In the current study, people with advanced dry AMD received transplants of specialized stem cells that originally came from eye bank tissue. These adult stem cells were limited in their function and could only mature into retinal pigment epithelial cells. Six participants received the lowest dose of treatment (50,000 cells) during eye surgery. The procedure proved to be safe, as none of the patients experienced serious inflammation or tumor growth.
Early Signs of Visual Improvement
The participants also showed visual improvement in the treated eye, while their untreated eye showed no such changes. This difference suggests that the technique itself may have therapeutic potential. “Although we were pleased with the safety data, what was exciting was that her vision also improved,” said Dr. Rajesh C. Rao, Leonard G. Miller Professor of Ophthalmology and Vision Sciences and associate professor of pathology and human genetics. “We were surprised by the extent of vision improvement in the most severely affected patients who received adult stem cell transplants. This level of vision improvement has not been seen before in this group of patients with advanced dry AMD.” In a test using a standard vision chart, the low-dose group was able to read 21 additional letters one year after treatment.
The research team is currently monitoring 12 additional participants who received higher doses of 150,000 and 250,000 cells. If no safety issues are found, the researchers plan to move on to later phases of the clinical trial. “We are grateful to all of our participants who are allowing us to better understand whether this intervention is safe enough to be used as a future therapy,” Rao said. “These types of NIH-funded studies can help us provide advanced treatments in the field of regenerative medicine, and we are pleased to be able to conduct this first-in-human clinical trial at the University of Michigan.”

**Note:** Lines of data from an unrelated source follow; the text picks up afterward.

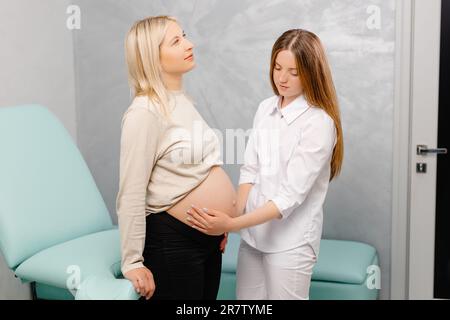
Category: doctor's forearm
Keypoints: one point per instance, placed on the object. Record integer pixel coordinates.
(242, 196)
(258, 216)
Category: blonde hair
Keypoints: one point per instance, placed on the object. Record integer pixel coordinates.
(316, 79)
(142, 52)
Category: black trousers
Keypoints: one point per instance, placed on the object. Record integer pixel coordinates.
(186, 264)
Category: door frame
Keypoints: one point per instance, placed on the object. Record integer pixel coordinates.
(409, 34)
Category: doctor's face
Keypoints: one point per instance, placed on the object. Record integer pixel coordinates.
(176, 52)
(285, 75)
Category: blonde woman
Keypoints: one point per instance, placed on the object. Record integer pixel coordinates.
(169, 159)
(294, 151)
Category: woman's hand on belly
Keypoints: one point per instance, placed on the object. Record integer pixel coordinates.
(212, 222)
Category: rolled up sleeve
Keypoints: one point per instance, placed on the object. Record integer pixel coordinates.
(312, 153)
(138, 153)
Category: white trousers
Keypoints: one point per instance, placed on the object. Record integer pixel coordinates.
(274, 276)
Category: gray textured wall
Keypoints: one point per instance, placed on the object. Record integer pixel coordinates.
(233, 41)
(36, 66)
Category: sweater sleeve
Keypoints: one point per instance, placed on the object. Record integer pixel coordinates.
(138, 153)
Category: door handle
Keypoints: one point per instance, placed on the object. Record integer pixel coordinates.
(423, 150)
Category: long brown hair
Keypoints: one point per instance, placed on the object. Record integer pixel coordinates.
(315, 75)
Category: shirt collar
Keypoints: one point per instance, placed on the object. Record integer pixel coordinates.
(292, 111)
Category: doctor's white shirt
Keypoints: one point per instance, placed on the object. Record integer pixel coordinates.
(287, 159)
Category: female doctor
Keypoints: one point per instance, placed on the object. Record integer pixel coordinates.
(294, 151)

Relieving Inflammation May Help Prevent Premature Macular Degeneration
A recent study at the University of Minnesota investigated how inflammatory processes in the eye contribute to early age-related macular degeneration (AMD) and whether their targeted inhibition can prevent the disease. The focus here is on the so-called NLRP3 inflammasome, a protein complex that triggers inflammation. In particular, the proteins Nlrp3 and caspase-1 (Casp1) play a central role in the activation of pro-inflammatory signals such as interleukin-1β.

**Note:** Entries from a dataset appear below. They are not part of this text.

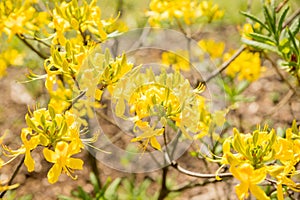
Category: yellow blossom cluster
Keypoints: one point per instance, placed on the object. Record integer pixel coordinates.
(52, 131)
(9, 57)
(157, 101)
(255, 156)
(177, 60)
(188, 11)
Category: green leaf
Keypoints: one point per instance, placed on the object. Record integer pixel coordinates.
(254, 18)
(30, 123)
(51, 112)
(94, 182)
(295, 26)
(292, 38)
(281, 19)
(110, 192)
(262, 38)
(260, 45)
(270, 21)
(120, 107)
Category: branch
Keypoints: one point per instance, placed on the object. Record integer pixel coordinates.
(31, 47)
(175, 165)
(225, 64)
(274, 65)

The researchers used a mouse model that mimics early AMD and genetically unmodified mice. In both groups, they investigated what happens when Nlrp3 or Casp1 are deactivated. It was found that mice without these inflammatory factors developed significantly fewer basal deposits under the retina – typical early signs of AMD. In addition, the invasion of immune cells into the subretinal tissue was reduced, indicating less inflammatory activity. The activity of microglia, the immune cells in the eye, was also reduced in the mutant mice.
The results suggest that inflammation plays a key role in the development of early AMD and that targeted inhibition of the NLRP3 pathway could be a promising preventive approach. These findings open up prospects for future therapies that aim to intervene in the early stages of the disease before serious vision loss occurs. At the same time, it should be noted that these are animal experiments and it is still unclear how the findings can be transferred to humans. Further research will be needed to test the efficacy and safety of such an anti-inflammatory therapy in humans.